Qiu X, Wu L, Huang H, McDonel P E, Palumbo A V, Tiedje J M, Zhou J
Environmental Sciences Division, Oak Ridge National Laboratory, Oak Ridge, Tennessee 38831, USA.
Appl Environ Microbiol. 2001 Feb;67(2):880-7. doi: 10.1128/AEM.67.2.880-887.2001.

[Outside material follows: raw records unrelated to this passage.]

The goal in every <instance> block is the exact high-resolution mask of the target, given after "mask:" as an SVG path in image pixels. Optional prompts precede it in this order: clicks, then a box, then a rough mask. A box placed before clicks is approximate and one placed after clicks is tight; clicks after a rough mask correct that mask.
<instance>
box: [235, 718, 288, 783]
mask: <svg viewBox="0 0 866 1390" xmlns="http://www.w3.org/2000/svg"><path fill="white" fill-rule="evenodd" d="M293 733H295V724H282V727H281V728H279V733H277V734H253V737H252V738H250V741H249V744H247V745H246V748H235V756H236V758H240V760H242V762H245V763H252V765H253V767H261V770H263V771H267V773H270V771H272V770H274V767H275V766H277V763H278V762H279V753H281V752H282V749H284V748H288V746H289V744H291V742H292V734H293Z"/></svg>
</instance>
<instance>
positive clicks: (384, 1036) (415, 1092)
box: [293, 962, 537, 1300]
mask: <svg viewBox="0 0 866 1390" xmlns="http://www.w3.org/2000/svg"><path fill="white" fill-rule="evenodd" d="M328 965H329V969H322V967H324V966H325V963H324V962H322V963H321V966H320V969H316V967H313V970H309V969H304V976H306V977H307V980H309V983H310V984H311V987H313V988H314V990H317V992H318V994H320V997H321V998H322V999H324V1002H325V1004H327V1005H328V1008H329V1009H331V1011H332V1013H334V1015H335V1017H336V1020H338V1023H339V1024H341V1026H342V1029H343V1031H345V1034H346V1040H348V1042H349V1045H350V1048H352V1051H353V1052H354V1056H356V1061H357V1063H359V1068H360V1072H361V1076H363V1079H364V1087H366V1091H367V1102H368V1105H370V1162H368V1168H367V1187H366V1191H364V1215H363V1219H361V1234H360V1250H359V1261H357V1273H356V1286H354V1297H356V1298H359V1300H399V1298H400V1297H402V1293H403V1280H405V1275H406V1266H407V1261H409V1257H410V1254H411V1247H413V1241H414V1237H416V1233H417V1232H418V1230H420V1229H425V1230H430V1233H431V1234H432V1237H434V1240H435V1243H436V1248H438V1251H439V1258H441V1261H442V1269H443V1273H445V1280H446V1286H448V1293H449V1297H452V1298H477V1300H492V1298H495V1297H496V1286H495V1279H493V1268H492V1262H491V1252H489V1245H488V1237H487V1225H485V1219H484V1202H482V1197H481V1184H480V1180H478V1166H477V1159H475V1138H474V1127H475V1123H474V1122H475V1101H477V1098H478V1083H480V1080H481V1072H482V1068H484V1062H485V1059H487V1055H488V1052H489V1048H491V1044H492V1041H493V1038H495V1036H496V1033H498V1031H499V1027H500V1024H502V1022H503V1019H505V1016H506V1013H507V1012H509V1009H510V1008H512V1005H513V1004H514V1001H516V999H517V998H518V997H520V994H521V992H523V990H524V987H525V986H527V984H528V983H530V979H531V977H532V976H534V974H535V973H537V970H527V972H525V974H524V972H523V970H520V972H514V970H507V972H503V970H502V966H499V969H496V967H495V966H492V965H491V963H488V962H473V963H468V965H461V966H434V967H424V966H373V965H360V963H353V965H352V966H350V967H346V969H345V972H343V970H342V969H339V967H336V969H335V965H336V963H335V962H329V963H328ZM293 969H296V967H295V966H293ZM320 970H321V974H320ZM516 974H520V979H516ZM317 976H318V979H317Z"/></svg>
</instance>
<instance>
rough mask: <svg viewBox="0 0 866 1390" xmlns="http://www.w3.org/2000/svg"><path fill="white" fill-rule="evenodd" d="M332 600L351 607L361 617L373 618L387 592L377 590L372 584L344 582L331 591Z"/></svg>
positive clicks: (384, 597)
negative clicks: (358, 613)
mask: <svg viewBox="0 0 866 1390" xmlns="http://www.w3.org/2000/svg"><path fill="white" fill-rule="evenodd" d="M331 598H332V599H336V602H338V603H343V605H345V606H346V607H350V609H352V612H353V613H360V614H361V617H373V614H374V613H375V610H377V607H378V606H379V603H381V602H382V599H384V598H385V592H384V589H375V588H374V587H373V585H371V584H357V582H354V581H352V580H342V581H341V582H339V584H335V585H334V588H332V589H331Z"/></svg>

To evaluate PCR-generated artifacts (i.e., chimeras, mutations, and heteroduplexes) with the 16S ribosomal DNA (rDNA)-based cloning approach, a model community of four species was constructed from alpha, beta, and gamma subdivisions of the division Proteobacteria as well as gram-positive bacterium, all of which could be distinguished by HhaI restriction digestion patterns. The overall PCR artifacts were significantly different among the three Taq DNA polymerases examined: 20% for Z-Taq, with the highest processitivity; 15% for LA-Taq, with the highest fidelity and intermediate processitivity; and 7% for the conventionally used DNA polymerase, AmpliTaq. In contrast to the theoretical prediction, the frequency of chimeras for both Z-Taq (8.7%) and LA-Taq (6.2%) was higher than that for AmpliTaq (2.5%). The frequencies of chimeras and of heteroduplexes for Z-Taq were almost three times higher than those of AmpliTaq. The total PCR artifacts increased as PCR cycles and template concentrations increased and decreased as elongation time increased. Generally the frequency of chimeras was lower than that of mutations but higher than that of heteroduplexes. The total PCR artifacts as well as the frequency of heteroduplexes increased as the species diversity increased. PCR artifacts were significantly reduced by using AmpliTaq and fewer PCR cycles (fewer than 20 cycles), and the heteroduplexes could be effectively removed from PCR products prior to cloning by polyacrylamide gel purification or T7 endonuclease I digestion. Based upon these results, an optimal approach is proposed to minimize PCR artifacts in 16S rDNA-based microbial community studies.
为了用基于16S核糖体DNA(rDNA)的克隆方法评估聚合酶链式反应(PCR)产生的假象(即嵌合体、突变和异源双链体),构建了一个由变形菌门的α、β和γ亚群以及革兰氏阳性菌组成的四个物种的模型群落,所有这些物种都可以通过HhaI限制性酶切图谱区分。在所检测的三种Taq DNA聚合酶中,总体PCR假象存在显著差异:Z-Taq的假象率为20%,其合成能力最高;LA-Taq的假象率为15%,保真度最高且合成能力中等;传统使用的DNA聚合酶AmpliTaq的假象率为7%。与理论预测相反,Z-Taq(8.7%)和LA-Taq(6.2%)的嵌合体频率高于AmpliTaq(2.5%)。Z-Taq的嵌合体和异源双链体频率几乎是AmpliTaq的三倍。随着PCR循环数和模板浓度的增加,总PCR假象增加,而随着延伸时间的增加,总PCR假象减少。一般来说,嵌合体的频率低于突变的频率,但高于异源双链体的频率。随着物种多样性的增加,总PCR假象以及异源双链体的频率增加。使用AmpliTaq和较少的PCR循环(少于20个循环)可显著减少PCR假象,并且在克隆之前,通过聚丙烯酰胺凝胶纯化或T7核酸内切酶I消化可有效去除PCR产物中的异源双链体。基于这些结果,提出了一种优化方法,以尽量减少基于16S rDNA的微生物群落研究中的PCR假象。